Liam Byrne (Honorary, History) made a video for Unions Australia on the 40th Anniversary of Medicare.

Oleg Beyda (Hansen Lecturer in History) featured on the podcast Game of Life with Dave and Harman, exploring the meaning and purpose of doing History today.

An article by Cat Gay (Hansen PhD Scholar in History), “‘All the Perils of the Ocean”: Girls’ Emotions on Voyages to Australia, 1851–1884,’ received the second-highest number of views online in Australian Historical Studies for 2023. The article is currently available Open Access on the Taylor & Francis website.

Tamara Lewit (Fellow, Classics & Archaeology) was interviewed about four millennia of changing traditions of New Years’ resolutions for ABC Rural and ABC Victorian Country Hour

Grimwade Masters students Fen Reyes, Camille Calanno and Sarah Soltis, wrote about their research and conservation project on the Philippines’ Kabayan Fire Mummies in Pursuit.

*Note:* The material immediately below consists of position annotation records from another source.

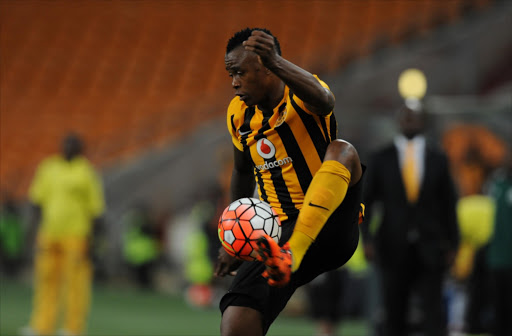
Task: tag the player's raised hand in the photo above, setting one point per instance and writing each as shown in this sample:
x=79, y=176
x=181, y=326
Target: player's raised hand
x=264, y=46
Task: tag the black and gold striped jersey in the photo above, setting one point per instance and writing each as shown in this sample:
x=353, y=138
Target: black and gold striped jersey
x=286, y=147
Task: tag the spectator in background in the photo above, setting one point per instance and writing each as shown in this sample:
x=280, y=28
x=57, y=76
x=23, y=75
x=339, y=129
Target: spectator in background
x=67, y=197
x=499, y=252
x=12, y=236
x=418, y=236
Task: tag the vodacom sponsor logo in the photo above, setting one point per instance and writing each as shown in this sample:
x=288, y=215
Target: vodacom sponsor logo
x=267, y=150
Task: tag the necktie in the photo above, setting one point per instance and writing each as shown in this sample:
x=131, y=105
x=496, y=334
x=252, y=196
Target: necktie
x=410, y=175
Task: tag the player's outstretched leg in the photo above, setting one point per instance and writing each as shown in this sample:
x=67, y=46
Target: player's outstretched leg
x=277, y=259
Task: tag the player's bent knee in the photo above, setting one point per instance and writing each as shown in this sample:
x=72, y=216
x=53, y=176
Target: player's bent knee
x=342, y=151
x=238, y=321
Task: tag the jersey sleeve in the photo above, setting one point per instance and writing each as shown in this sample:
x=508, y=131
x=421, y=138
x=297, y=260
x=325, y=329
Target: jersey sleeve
x=301, y=103
x=233, y=122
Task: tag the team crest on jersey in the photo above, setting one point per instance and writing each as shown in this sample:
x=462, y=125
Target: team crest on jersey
x=265, y=148
x=282, y=117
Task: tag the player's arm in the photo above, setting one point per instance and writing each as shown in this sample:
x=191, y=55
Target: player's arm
x=242, y=185
x=242, y=178
x=317, y=98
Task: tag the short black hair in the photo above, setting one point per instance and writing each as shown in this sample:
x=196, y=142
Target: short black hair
x=242, y=35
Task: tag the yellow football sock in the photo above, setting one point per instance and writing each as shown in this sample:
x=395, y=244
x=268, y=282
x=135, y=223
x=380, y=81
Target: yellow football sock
x=326, y=192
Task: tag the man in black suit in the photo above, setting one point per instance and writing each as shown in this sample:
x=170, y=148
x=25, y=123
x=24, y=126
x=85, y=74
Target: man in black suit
x=417, y=238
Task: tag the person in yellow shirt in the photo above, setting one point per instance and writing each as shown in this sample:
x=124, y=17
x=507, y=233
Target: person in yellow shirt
x=68, y=199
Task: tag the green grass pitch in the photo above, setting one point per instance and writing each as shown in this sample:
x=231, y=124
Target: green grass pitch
x=126, y=312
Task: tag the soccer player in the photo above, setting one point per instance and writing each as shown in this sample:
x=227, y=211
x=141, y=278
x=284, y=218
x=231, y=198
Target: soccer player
x=67, y=196
x=285, y=141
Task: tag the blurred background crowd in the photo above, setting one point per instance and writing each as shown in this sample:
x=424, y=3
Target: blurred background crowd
x=143, y=86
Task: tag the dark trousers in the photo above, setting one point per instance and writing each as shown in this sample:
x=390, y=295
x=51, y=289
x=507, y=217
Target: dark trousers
x=502, y=301
x=398, y=284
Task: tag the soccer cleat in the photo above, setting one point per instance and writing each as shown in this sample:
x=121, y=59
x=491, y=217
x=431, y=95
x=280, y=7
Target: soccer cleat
x=277, y=260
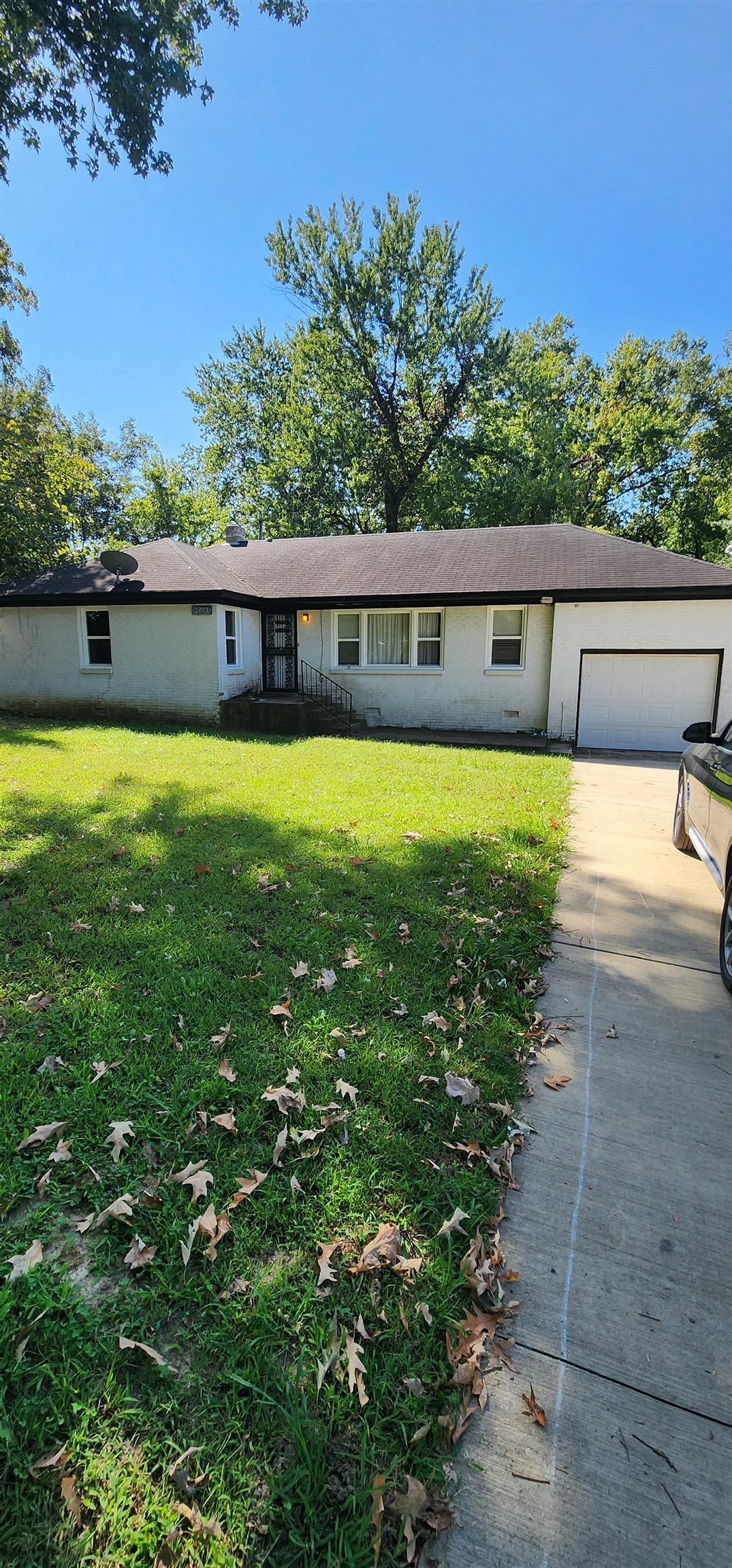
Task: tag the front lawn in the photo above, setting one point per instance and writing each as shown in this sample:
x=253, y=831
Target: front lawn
x=157, y=893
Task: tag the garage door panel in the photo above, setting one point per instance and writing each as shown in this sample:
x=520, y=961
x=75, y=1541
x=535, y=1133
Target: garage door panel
x=645, y=702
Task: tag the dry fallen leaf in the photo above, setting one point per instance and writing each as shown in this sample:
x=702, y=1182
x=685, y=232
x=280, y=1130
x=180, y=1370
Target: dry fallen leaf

History staff and post-graduate researchers Oleg Beyda, Mark Edele, Julie Fedor, George Fforde, Aleksandra Riabichenko and Joshua Strong visited the Slavic-Eurasian Research Center at Hokkaido University to take part in a Hokkaido-Melbourne University Joint Seminar on ‘Eurasian Migration: Past, Present and Future’. The visit was hosted by Professor Akihiro Iwashita and co-organised by the East Eurasian Studies Project, National Institute for the Humanities; the Eurasia Unit for Border Research at the Slavic-Eurasian Research Center, Hokkaido University; the Research Initiative on Post-Soviet Space (RIPSS), Faculty of Arts, University of Melbourne; and the Research Unit for Ukraine and Neighbouring Areas at the Slavic-Eurasian Research Center, Hokkaido University.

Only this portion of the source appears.